The recent launch of the ‘Swachh Bharat’ initiative by the Prime Minister seems to have gone down well with the nation. Not surprising, since ours is a country that could definitely do with some reminders on cleanliness.
We all grew up hearing and memorising Mahatma Gandhi’s quote about cleanliness being next to godliness, but somehow, for the vast majority of our countrymen and women, convenience has always been the bigger priority. So we spit and throw garbage wherever it’s convenient to. Our men (much more than women) piss by the roadside, instead of holding on till we find a toilet. And we always have the excuse that others are doing it too.
So, yes, cleaning up our streets, and surroundings, is definitely a good thing to be taken up. As a first step.
I say that because physically cleaning our surroundings will not cure much until we adopt cleanliness as a mental attitude. The phrase ‘to come clean’ is what I’d like to see happening in our society. So much goes on hidden, unseen, unknown or is deliberately made mysterious or obfuscated – in society, in bureaucracy, and even in our traditions and rituals.
And things that never see the light, never get cleaned.
Coming specifically to the question of brands, it’s obvious that brands and those who lead them can find some part of the world around them to clean up.

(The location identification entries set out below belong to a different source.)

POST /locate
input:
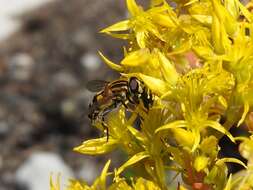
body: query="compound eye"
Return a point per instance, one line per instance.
(133, 84)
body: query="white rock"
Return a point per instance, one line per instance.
(9, 9)
(21, 65)
(90, 61)
(36, 170)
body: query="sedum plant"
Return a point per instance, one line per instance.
(196, 56)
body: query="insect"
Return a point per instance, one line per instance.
(110, 95)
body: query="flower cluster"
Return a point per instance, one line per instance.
(196, 56)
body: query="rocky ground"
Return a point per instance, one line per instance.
(44, 68)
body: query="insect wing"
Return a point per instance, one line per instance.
(96, 85)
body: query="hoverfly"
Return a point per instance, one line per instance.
(110, 95)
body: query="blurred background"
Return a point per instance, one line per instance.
(48, 52)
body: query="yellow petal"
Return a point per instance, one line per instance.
(245, 112)
(169, 72)
(217, 36)
(134, 159)
(200, 163)
(183, 137)
(97, 146)
(174, 124)
(137, 134)
(111, 64)
(136, 58)
(233, 160)
(204, 19)
(133, 8)
(227, 19)
(217, 126)
(120, 26)
(141, 38)
(156, 85)
(163, 20)
(104, 175)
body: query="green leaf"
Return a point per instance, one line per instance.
(97, 146)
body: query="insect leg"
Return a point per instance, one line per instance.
(105, 128)
(105, 112)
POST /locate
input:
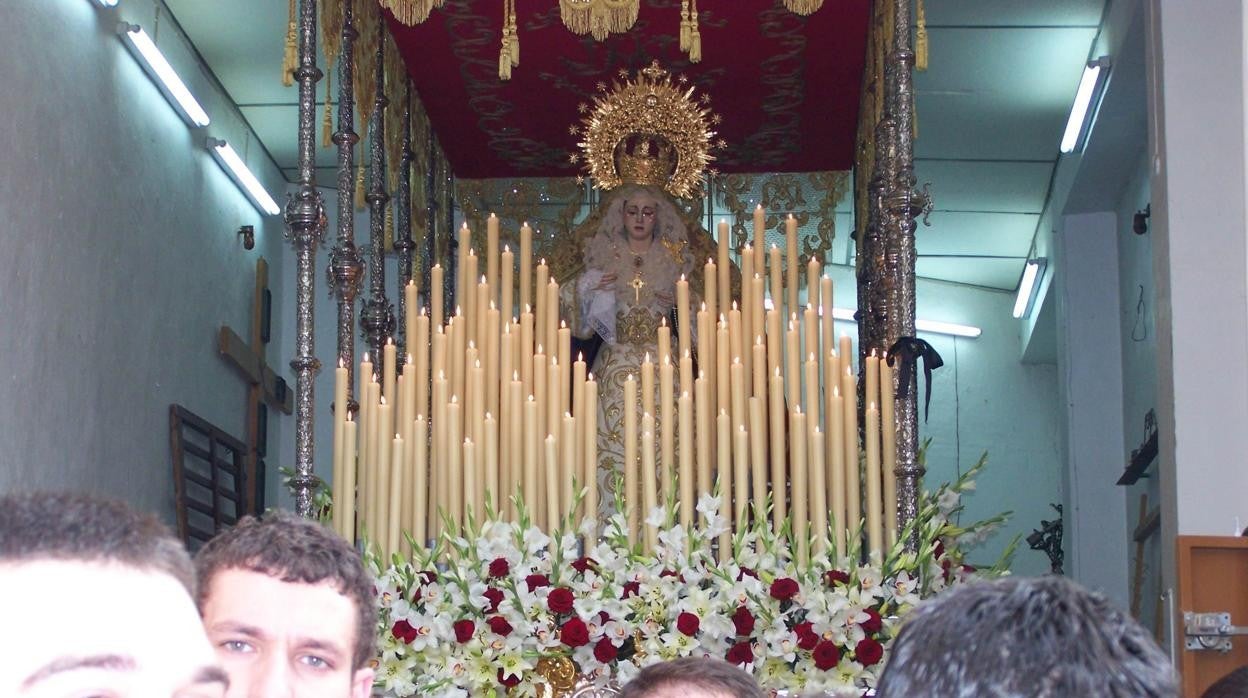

And then share the before/ after pics with their followers on social media. The stronger brands may also inspire their followers to lead clean up initiatives in their neighbourhoods.
But what if brands walked the talk a little more imaginatively? What if they could ‘clean-up’ their own virtual surroundings – the media that they ‘live’ in?
I’m imagining brands cleaning up their plethora of variants that no one is interested in. I’m hoping to see brands being more transparent and sharing how their manufacturing and quality control happens. I’m thinking brands cleaning up their websites and making information easier for consumers to access.
Wouldn’t it be great if brands cleaned up communication and packaging design to make their ingredients and benefits clearer? Could they rethink the use of plastic packaging that ends blown about by the wind, and eventually in the stomachs of cows? And if they didn’t know where to start, what if they simply made an effort and asked everyone for ideas?
I think the SwachhBharat initiative is a great opportunity for brands to step forward and make a clean start towards a new kind of marketing – one that respects and honours the consumer with transparency, with the knowledge that this is a brand with nothing to hide.
What’s there to hide anyway if you’re making it with pride? Let’s draw the curtains of marketing aside, open the windows and allow in some fresh air of public scrutiny and opinion into our creations and the methods we follow. Being open to criticism is what will give us fodder for improvement.
In my opinion, in this age of information empowerment, the more we share of our own worlds with our consumers, the more the acceptance we will find in their worlds.
All lasting relationships are built on that principle, no?